こちらの発言を待っているのか、彼女は組んだ脚の上で手を組み、上目遣いで保科の顔を見つめ黙っている。
腹を括る。
「あー……あの、俺の事故の件なんですけど」
御酉の表情に明らかに陰りが差す。
「この通り五体満足ではあるんですけど、一個だけ後遺症があって。事故以前三ヶ月くらいの記憶が無くて……」
「かずくん!!」
まるで戦争から帰還した家族を抱き寄せるように、御酉が保科に飛びついて抱き締める。
胸の辺りを包み込む柔らかくも弾力がある感触と、鼻腔を支配する暖かくも甘い香りを理性を以て遮断する。
「そっか……、全部わすれちゃったんだ……」
軟らかな手で保科の頭を抱き、胸に寄せる。
ゆっくりと黒髪を撫でる白い手には、傍から見れば小動物に向けるような庇護欲と、永く連れ添った伴侶に向ける愛情が込められているような。そんな手だった。
ただ垂らすだけの保科の手は、どこに置くかしばらく悩むように空中を彷徨い、最終的に自分の腰に戻って来る。
「だからわたしのことも、名字で呼んでたんだね」
「ま、まぁ……」
その通り。
この関係性は、空白の三ヶ月の間に築き上げたものであり、その記憶は今の保科には残っていない。
無論、学園の中でも抜きん出た美貌を誇る彼女とは是非仲良くなりたい。

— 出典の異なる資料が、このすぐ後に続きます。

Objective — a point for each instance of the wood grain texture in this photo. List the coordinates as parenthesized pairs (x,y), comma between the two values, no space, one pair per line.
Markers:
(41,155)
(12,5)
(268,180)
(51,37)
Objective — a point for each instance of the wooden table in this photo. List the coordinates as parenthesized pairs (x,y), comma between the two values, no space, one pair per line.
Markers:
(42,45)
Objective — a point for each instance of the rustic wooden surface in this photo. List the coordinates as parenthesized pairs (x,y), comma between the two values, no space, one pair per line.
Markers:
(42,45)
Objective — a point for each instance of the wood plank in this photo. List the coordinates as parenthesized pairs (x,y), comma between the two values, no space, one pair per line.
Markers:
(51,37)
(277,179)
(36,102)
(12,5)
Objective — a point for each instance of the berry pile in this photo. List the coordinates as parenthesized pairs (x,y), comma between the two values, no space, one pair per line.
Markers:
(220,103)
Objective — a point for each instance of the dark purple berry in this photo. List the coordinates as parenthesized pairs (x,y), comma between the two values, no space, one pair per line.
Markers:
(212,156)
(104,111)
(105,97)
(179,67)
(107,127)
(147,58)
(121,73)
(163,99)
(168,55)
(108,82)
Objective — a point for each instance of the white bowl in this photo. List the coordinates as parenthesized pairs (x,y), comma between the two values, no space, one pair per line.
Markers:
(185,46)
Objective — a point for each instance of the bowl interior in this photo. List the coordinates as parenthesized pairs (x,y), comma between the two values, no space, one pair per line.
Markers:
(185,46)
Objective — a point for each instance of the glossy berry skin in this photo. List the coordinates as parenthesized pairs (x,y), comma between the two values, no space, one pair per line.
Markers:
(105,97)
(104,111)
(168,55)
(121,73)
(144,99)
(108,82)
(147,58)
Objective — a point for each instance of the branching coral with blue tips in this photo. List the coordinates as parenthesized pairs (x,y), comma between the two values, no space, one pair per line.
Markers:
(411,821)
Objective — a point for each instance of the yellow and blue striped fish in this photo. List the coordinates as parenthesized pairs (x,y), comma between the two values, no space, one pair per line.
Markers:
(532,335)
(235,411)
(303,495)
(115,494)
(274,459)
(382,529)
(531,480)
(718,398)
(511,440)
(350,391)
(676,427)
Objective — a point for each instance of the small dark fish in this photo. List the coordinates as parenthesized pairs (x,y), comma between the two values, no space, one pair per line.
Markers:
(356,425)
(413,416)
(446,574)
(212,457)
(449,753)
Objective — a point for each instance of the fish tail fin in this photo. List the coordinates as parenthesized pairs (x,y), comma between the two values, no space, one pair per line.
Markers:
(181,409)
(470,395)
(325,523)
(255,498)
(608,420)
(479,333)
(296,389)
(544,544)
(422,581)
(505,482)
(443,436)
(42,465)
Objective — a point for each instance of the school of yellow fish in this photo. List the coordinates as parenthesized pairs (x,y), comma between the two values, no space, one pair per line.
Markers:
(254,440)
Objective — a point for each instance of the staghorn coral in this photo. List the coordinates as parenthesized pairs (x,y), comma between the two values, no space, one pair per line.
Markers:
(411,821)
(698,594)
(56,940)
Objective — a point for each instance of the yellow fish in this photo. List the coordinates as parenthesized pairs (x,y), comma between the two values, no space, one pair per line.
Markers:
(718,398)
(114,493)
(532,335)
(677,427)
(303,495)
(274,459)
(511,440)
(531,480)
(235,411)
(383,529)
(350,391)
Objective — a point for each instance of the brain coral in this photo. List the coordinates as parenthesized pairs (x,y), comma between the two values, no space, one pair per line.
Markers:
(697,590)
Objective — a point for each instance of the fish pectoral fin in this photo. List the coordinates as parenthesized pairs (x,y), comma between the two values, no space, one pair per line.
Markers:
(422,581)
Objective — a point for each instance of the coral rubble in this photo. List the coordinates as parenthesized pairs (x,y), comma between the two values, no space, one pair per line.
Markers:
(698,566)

だが、三ヶ月のことを過去にあったこととして、その時と同じように彼女と接することはできない。
友人だと思ってた相手が、相手は友人だと思っていなかったなんてことはとても悲しいことだ。だからこそ早めに告げねばならないだろう。その分だけ、改めて仲を深める事が出来るのだから。
「じゃあ、一緒にがんばろ?」
少し悩んだような素振りを見せた後、彼女は驚くべき言葉を紡ぐ。
肺を膨らませて息をすることを、脚を動かして歩くことを、手指を動かして物を掴むことを。
人間の基本的な機能を、何故息が必要なのか、何故人間は歩けるのか、何故指はこんなにも自由に動くのかといちいち疑う者はいない。
そして、彼女はその言葉さえさも当たり前の事象のように。
「だってわたしは、彼女だもん」
不敵に微笑んだ彼女の言葉に耳を疑う。自分の記憶を疑う。
数秒の反芻の後、保科は大きく口を広げていた。